Teve de se mudar muitas vezes e passou a residir em vários outros santuários e
locais adjacentes ao templo, como jardins, bosques e pomares. Pouco a pouco foi
subindo a montanha de Arunachala, onde viveu em diferentes cavernas e passou a
ser conhecido como o “Maharshi” (grande sábio ou vidente), e “Bhagavan”, o
Senhor. Lenta e gradualmente, discípulos foram se reunindo à sua volta. Vinte e
sete anos após a sua chegada a Tiruvannamalai, um “ashram” ou comunidade
espiritual foi construído ao redor do túmulo de sua mãe, aos pés da Montanha
Sagrada de Arunachala, onde passou a residir até o fim de seus dias. Essa
comunidade, chamada “Ramanashram”, tornou-se um local mundialmente conhecido,
para onde se dirigiam ( e ainda se dirigem, em número crescente) buscadores
espirituais de diversas origens religiosas.
Seus ensinamentos,
magistralmente simples, profundos e lúcidos, estão registrados em grande número
de livros.

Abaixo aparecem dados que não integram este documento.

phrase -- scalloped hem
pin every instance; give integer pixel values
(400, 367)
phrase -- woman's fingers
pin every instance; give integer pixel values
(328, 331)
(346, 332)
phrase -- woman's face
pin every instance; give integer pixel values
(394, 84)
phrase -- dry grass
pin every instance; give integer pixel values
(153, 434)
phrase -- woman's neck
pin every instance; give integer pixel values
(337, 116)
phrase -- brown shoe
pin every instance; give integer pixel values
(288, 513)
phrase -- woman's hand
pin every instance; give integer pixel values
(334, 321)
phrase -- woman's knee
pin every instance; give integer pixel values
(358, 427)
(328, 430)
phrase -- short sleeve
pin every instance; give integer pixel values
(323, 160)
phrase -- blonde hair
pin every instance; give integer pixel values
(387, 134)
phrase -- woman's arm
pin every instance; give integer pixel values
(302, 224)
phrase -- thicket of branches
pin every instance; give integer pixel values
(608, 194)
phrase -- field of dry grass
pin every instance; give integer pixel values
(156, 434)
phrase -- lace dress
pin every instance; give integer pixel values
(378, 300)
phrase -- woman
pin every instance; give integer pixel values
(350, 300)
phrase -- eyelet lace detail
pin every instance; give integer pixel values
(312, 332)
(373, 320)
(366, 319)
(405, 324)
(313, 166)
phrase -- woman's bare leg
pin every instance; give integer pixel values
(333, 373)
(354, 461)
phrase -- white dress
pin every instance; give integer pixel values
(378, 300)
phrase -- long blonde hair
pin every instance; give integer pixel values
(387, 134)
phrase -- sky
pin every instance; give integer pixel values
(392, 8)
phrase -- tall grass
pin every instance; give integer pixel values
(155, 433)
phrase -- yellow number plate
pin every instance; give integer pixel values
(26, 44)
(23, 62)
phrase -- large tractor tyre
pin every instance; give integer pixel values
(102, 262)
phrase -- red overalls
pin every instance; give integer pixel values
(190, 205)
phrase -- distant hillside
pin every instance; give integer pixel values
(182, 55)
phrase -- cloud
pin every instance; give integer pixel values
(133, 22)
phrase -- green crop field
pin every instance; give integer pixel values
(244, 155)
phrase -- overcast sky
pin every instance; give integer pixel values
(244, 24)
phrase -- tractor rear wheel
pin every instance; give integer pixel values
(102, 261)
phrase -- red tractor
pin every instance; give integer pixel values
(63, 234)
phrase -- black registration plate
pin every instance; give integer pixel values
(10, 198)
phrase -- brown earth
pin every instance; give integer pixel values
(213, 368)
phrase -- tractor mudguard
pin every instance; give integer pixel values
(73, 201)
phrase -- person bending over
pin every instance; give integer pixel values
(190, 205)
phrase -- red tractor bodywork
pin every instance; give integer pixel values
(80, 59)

Diversos autores escreveram sobre ele; entre outros,Arthur Osborne, em “Ramana
Maharshi e o Caminho do Autoconhecimento”,Mouni Sadhuem “Dias de Grande Paz”,Carl Jung,
a pedido deHeinrich
Zimmer,Somerset
Maugham, em “O Fio da Navalha”,William
Stoddart, em “O Hinduísmo”,Mateus Soares de Azevedoem “Ye shall know the truth:
Christianity and the Perennial Philosophy” (EUA, 2005), David Godman, Sadhu Om,
H.l Poonja, Maha Krishna Swami. Em 25 de dezembro de 2007, quando da
comemoração do seu nascimento (data móvel, dependente da posição das estrelas),
uma nova biografia em língua inglesa, com 4.135 páginas distribuídas em oito
volumes, contendo 400 fotografias, foi lançada.
Sua presença, que
irradiava uma grande paz, tornando fácil e natural a convivência na comunidade,
inclusive com os animais selvagens que habitavam a montanha, atraiu milhares de
pessoas a Arunachala. A essência dos seus ensinamentos é o
“Vichara”(self-enquiry), ou investigação direta, interior, por meio dos
questionamentos: “Quem sou eu?” e “De onde surge o pensamento ‘eu’?”, para a
descoberta da “Verdade, Paz ou Bem-Aventurança, a nossa real natureza”.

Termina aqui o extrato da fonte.